Recently I came across an IGN writeup about the success of Stellar Blade on PC. Shift Up’s action RPG has done incredibly well, selling more than a million copies in its first three days on Steam and becoming one of PlayStation’s strongest new IP launches on the platform. That part of the story is worth celebrating. Where things start to fall apart is the analysis that followed. According to Alinea Analytics, a newsletter I had never heard of until now, PlayStation games are not selling on PC the way they used to. Their conclusion is that the novelty has worn off and that all of Sony’s major franchises have already landed on PC.
Not All Major PlayStation Games Are Even on PC
This is where the argument begins to crumble. That claim is simply not true. Several major PlayStation titles have never touched Steam. There is no Gran Turismo 7. No Demon’s Souls. Astro Bot has never been ported. Bloodborne is still missing. The Last of Us Part II is not on PC. The Order: 1886 never made the jump. So, the idea that Sony has already brought all of its heavy hitters to PC is factually incorrect.
Console Owners on PC Are Not Going to Double Dip
There is also a much larger factor that Alinea never mentions. Many PC players also own a PlayStation 4 or PlayStation 5. They do not want to wait years for a PC port with no release window in sight. They buy the game on console because it is the only way to play it at launch. Plenty of those same players are not going to purchase the game again on PC. These are $60 and $70 dollar titles. Double dipping is not realistic for everyone, and pretending otherwise ignores how actual players behave.
Port Quality Has Been Inconsistent
Another problem Alinea overlooks is the quality of the ports themselves. PC gamers will not tolerate a broken release. They refund aggressively when a game runs poorly, and we have seen more than a few rough PlayStation to PC launches.
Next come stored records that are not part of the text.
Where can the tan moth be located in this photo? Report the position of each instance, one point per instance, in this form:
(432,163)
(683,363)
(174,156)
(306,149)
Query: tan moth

Horizon Zero Dawn was a mess at release and took months to stabilize. The Last of Us Part 1, Sackboy: A Big Adventure, Returnal, and Uncharted: Legacy of Thieves Collection all had technical issues.
On the other hand, ports like Marvel’s Spider-Man, Marvel’s Spider-Man: Miles Morales, Marvel’s Spider-Man 2, Days Gone, Ghost of Tsushima Director’s Cut, and Horizon Forbidden West were handled well. But once trust is damaged, it does not fully recover. Some PC players will simply stick with the console version because they no longer want to gamble on optimization.
The PSN Account Controversy Hurt Sales
Then we cannot forget the PlayStation Network account controversy. Requiring a PSN login locked players out of buying certain games if PSN was not available in their region. Others pushed back against what they saw as forced account creation. Even after Sony reversed course and made it optional, the situation had already created anger and confusion. That matters. It absolutely affects sales.
Long Wait Times and Piracy Impact Performance Too
Alinea’s data also does not account for the simplest explanation of all. If you make players wait six months, a year, or longer, many will lose interest. Some will buy on console instead. And yes, some will turn to piracy. None of these realities show up in sales charts, but they all shape how well a game performs on Steam when it finally arrives.
Single Player Games Do Perfectly Fine on PC
Now, there’s another notion making the rounds, one that wasn’t directly mentioned by Alinea, but one that should be addressed none the less. For some apparent reason, some people assume that single-player games simply don’t do well on the PC. Which is laughable at best. When people say this, I always ask them if they’ve ever played Baldur’s Gate 3, Hades, Disco Elysium, StarCraft, Hollow Knight, Diablo, Civilization, Total War Series, just to name a few. It’s not that PC gamers don’t like single player games like those on consoles, it’s that developers didn’t do so and focused on consoles. I enjoy a single player game on my PC just as much as my PS5. But the truth is, most of those games are multi-platform anymore, and outside of indie games, no developer is going to make a AA/AAA single player game for the PC. And that’s just the nature of the platform, with it not having an owner or a need for exclusives.
This Is Not About Novelty. It Is About Strategy.
So no, this is not about novelty. It is about strategy. Sony is releasing PC versions long after the console debut, often without clear timelines. Some ports launched in poor condition. Some games were region locked because of PSN limitations. Some players already bought the game on console because they were tired of waiting. None of that reflects declining interest in PlayStation games. It reflects the consequences of delayed and inconsistent release plans.
If Sony ever releases a major first party title on PC and PlayStation 5 at the same time, the results will be very telling. That would finally give us a fair comparison instead of data shaped by delays, technical issues, and regional restrictions. Until that happens, calling this a novelty decline is not analysis. It is an oversimplification.
PlayStation games are not losing their appeal on PC. The demand is still there. The problem is not the audience. The problem is the timing.